FAQ#

Below you can find answers to commonly asked questions as well as how to cite FACET.

Commonly asked questions#

If you don’t see your answer below you could also try posting on stackoverflow.

  1. What if I find a bug or have an idea for a new feature?

    For bug reports or feature requests please use our GitHub issue tracker. For any other enquiries please feel free to contact us at FacetTeam@bcg.com.

  2. How does FACET’s novel algorithm calculate pairwise feature redundancy and synergy?

    Please keep an eye out for our scientific publication coming soon. In the meantime please feel free to explore the GAMMAscope article to get an introduction to using the algorithm.

  3. How can I contribute?

    We welcome contributors! If you have minor changes in mind that would like to contribute, please feel free to create a pull request and be sure to follow the developer guidelines. For large or extensive changes please feel free to open an issue, or reach out to us at FacetTeam@bcg.com to discuss.

  4. How can I perform standard plotting of SHAP values?

    You can do this by creating an output of SHAP values from the fit LearnerInspector.

    # run inspector
    inspector = LearnerInspector(
        pipeline=clf_selector.best_estimator_,
        n_jobs=-3,
        verbose=False,
    ).fit(sample=sample)
    
    # get shap values and associated data
    shap_data = inspector.shap_plot_data()
    shap.summary_plot(shap_values=shap_data.shap_values, features=shap_data.features)
    
  5. How can I extract CV performance from the LearnerSelector to create my own summaries or figures?

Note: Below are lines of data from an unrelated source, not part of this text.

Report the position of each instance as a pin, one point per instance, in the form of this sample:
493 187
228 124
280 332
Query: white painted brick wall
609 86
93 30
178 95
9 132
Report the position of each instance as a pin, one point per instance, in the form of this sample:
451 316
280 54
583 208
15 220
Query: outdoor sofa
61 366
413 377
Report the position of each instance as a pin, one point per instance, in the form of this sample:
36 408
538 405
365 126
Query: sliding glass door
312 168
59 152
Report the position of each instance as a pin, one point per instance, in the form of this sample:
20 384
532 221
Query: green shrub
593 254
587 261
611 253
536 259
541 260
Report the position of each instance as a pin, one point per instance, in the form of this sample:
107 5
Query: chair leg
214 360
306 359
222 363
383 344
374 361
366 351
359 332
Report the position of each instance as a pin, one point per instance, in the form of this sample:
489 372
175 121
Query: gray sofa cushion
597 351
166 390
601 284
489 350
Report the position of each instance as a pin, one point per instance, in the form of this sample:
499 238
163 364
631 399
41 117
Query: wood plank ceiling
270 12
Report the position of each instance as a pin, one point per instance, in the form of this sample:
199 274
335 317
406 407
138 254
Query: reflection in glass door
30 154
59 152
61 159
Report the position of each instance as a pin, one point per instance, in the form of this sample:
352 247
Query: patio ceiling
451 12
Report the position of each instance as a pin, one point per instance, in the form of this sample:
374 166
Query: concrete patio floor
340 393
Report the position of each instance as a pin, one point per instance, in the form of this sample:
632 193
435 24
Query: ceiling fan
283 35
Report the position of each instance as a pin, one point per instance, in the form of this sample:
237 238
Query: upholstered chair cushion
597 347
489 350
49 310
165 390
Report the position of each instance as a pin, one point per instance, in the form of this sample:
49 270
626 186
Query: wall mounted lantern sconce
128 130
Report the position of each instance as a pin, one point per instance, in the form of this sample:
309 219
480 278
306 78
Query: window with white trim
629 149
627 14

    You can extract the desired information as a data frame from the fitted LearnerSelector object.

    # after fitting a selector
    cv_result_df = selector.summary_report()
    
  6. Can I use a custom scoring function with the LearnerSelector?

    The LearnerSelector works in a similar fashion to scikit-learn’s gridsearchCV so much of the functionality is equivalent. You can pass a custom scoring function much as you would for gridsearchCV.

    # define your own custom scorer, in this case Huber loss with delta=3
    import numpy as np
    from sklearn.metrics import make_scorer
    
    def huber_loss(y_true, y_pred, delta=3):
        diff = y_true - y_pred
        abs_diff = np.abs(diff)
        loss = np.where(abs_diff < delta, (diff**2)/2, delta*abs_diff - (delta**2)/2)
        return np.sum(loss)
    
    my_score = make_scorer(huber_loss, greater_is_better=False)
    
    # use the LearnerSelector with custom scorer and get summary report
    selector = LearnerSelector(
        searcher_type=GridSearchCV,
        parameter_space=ps,
        cv=cv_iterator,
        scoring=my_score
    ).fit(
        sample=FACET_sample_object
    )
    selector.summary_report()
    

    You can see more information on custom scoring with scikit-learn here.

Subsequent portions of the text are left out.